Machine Learning Methods
- Machine learning methods identify outliers by training models to learn the normal patterns in the data and then flagging deviations from these patterns. These methods include:
  1. Isolation Forest: This tree-based algorithm isolates data points by creating random partitions. Outliers are points that require fewer splits to isolate, as they differ significantly from the rest of the data.
  2. Autoencoders: Neural networks are trained to reconstruct the time series. Data points with high reconstruction errors (i.e., the model struggles to recreate them) are flagged as outliers.
  3. Clustering: Algorithms like K-Means or DBSCAN group similar data points into clusters. Outliers are points that either belong to sparse or distant clusters or are classified as noise by the algorithm.
  4. Probabilistic Models: Techniques like Gaussian Mixture Models (GMM) assign probabilities to data points based on how well they fit the learned distribution, flagging low-probability points as outliers.
- Machine learning methods are powerful because they can handle non-linear, multi-dimensional, and non-Gaussian patterns, making them highly effective for complex time series. However, they require careful tuning and may need more data than simpler statistical approaches.

Let’s use the residual method and see if we can spot a few outliers in our time series. First we will decompose our time series, then see what residuals are 3 or more standard deviations away from the average.

There seems to be on major outlier in mid 2020, shown as outside of the dotted upper and lower range. Which is not surprising since our smell test could have told us the same thing. COVID-19 in 2020 was most likely the cause for the sudden change in trend and seasonality for those periods around 2020. We can now confirm it with the residual method for spotting outliers. How cool is that!

Once we know the outliers in our data, there is a few things we can do to handle them.
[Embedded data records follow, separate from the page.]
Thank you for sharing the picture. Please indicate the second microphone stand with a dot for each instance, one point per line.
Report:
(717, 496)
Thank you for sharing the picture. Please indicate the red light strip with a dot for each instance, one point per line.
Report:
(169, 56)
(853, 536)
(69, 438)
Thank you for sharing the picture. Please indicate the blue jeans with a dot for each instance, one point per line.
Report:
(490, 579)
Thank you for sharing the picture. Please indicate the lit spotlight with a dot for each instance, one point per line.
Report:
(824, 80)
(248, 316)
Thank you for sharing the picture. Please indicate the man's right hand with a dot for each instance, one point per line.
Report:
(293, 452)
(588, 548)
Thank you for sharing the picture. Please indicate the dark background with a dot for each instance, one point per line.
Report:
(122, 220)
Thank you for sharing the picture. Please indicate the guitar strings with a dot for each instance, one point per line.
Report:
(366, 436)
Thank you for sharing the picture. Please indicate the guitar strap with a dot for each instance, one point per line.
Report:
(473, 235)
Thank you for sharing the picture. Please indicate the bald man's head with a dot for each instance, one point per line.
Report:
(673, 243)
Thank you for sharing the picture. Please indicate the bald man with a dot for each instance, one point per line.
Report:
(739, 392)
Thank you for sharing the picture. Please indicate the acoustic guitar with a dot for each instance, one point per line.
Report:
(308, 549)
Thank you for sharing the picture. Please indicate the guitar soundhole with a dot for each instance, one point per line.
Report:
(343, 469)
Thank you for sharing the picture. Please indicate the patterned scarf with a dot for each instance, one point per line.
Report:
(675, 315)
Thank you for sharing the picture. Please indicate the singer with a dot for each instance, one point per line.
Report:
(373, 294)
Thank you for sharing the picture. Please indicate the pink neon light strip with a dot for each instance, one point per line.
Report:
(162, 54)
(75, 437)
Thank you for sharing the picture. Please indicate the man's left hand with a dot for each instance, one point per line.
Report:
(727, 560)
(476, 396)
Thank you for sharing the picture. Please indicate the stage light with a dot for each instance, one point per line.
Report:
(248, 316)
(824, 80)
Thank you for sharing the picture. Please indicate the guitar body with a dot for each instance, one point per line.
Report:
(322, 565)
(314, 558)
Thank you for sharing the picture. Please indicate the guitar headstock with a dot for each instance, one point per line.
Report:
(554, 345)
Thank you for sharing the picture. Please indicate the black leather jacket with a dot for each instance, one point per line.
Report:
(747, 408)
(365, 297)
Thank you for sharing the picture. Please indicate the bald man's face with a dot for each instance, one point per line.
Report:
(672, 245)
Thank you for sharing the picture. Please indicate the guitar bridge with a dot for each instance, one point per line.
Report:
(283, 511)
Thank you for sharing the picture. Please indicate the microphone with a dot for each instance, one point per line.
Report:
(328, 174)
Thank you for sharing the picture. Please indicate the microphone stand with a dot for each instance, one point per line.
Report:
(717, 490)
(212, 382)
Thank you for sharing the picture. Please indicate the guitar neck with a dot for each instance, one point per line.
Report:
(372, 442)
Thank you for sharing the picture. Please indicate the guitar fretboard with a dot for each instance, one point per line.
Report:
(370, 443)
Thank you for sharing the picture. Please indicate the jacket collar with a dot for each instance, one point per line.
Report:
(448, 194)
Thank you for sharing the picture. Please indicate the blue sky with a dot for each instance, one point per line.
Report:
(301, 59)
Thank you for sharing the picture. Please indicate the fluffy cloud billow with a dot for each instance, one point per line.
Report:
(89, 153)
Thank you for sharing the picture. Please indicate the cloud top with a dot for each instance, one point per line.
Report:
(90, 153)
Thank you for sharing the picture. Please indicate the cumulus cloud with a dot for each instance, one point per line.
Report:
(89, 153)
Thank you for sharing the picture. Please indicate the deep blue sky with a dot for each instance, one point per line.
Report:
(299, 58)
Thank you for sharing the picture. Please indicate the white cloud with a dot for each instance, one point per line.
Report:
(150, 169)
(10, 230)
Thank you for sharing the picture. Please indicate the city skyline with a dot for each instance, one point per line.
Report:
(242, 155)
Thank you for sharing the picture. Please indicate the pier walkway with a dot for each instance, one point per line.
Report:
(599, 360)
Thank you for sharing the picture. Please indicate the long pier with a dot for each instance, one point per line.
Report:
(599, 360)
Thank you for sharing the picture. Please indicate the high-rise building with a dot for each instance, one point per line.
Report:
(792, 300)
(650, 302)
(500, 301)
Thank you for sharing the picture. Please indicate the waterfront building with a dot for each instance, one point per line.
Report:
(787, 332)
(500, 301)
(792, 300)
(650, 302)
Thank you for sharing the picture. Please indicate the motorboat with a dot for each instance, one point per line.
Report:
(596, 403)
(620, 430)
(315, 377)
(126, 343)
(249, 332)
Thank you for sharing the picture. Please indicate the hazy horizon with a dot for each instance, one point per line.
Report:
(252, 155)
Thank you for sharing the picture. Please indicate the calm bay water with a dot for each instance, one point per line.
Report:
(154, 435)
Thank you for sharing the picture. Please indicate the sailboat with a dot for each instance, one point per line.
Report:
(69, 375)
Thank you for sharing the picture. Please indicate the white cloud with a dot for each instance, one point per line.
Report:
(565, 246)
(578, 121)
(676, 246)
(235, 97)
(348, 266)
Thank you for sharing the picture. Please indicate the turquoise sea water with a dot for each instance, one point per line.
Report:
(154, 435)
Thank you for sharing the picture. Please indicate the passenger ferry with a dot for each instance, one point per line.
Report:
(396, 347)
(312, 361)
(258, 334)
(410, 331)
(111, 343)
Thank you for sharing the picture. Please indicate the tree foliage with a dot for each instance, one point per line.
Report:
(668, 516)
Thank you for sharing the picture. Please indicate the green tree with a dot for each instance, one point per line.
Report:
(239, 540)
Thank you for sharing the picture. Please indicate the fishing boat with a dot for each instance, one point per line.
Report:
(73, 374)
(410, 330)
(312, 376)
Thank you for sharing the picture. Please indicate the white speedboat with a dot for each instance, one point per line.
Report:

Do Nothing: Leave it alone, and let its presence impact our future forecast. This is a good approach if there is a structural change in the time series that you expect to carry onward in the future. For example COVID might have caused a permanent work from home revolution, which could impact your business that relies on growth in office space. So leaving it alone would give the model insight into a change that is expected to continue in the future.
Flag It: Similar to flagging missing values, we can add a binary variable to our dataset. A value of 1 to indicate an outlier occurred, and a 0 when it did not. This will allow our model to understand true one time events that are not expected to happen again in the future. Making it less likely for a model to learn the change in pattern. COVID-19 was truly a one off thing, so flagging the outliers could be helpful for our time series.
Remove It: Remove the outlier, and treat it like a missing value. You can then use the methods discussed earlier to fill in the missing value with something that is more in line with future trends and seasonality. Combining this method with adding an outlier flag from #2 is a solid approach.

Final Thoughts

Handling the presence of missing values and outliers can sometimes be more art than science, so always make sure to be adaptable in using the right approach for your use case. When done correctly, cleaning your data of missing values and outliers can help you understand your data while improving forecast accuracy.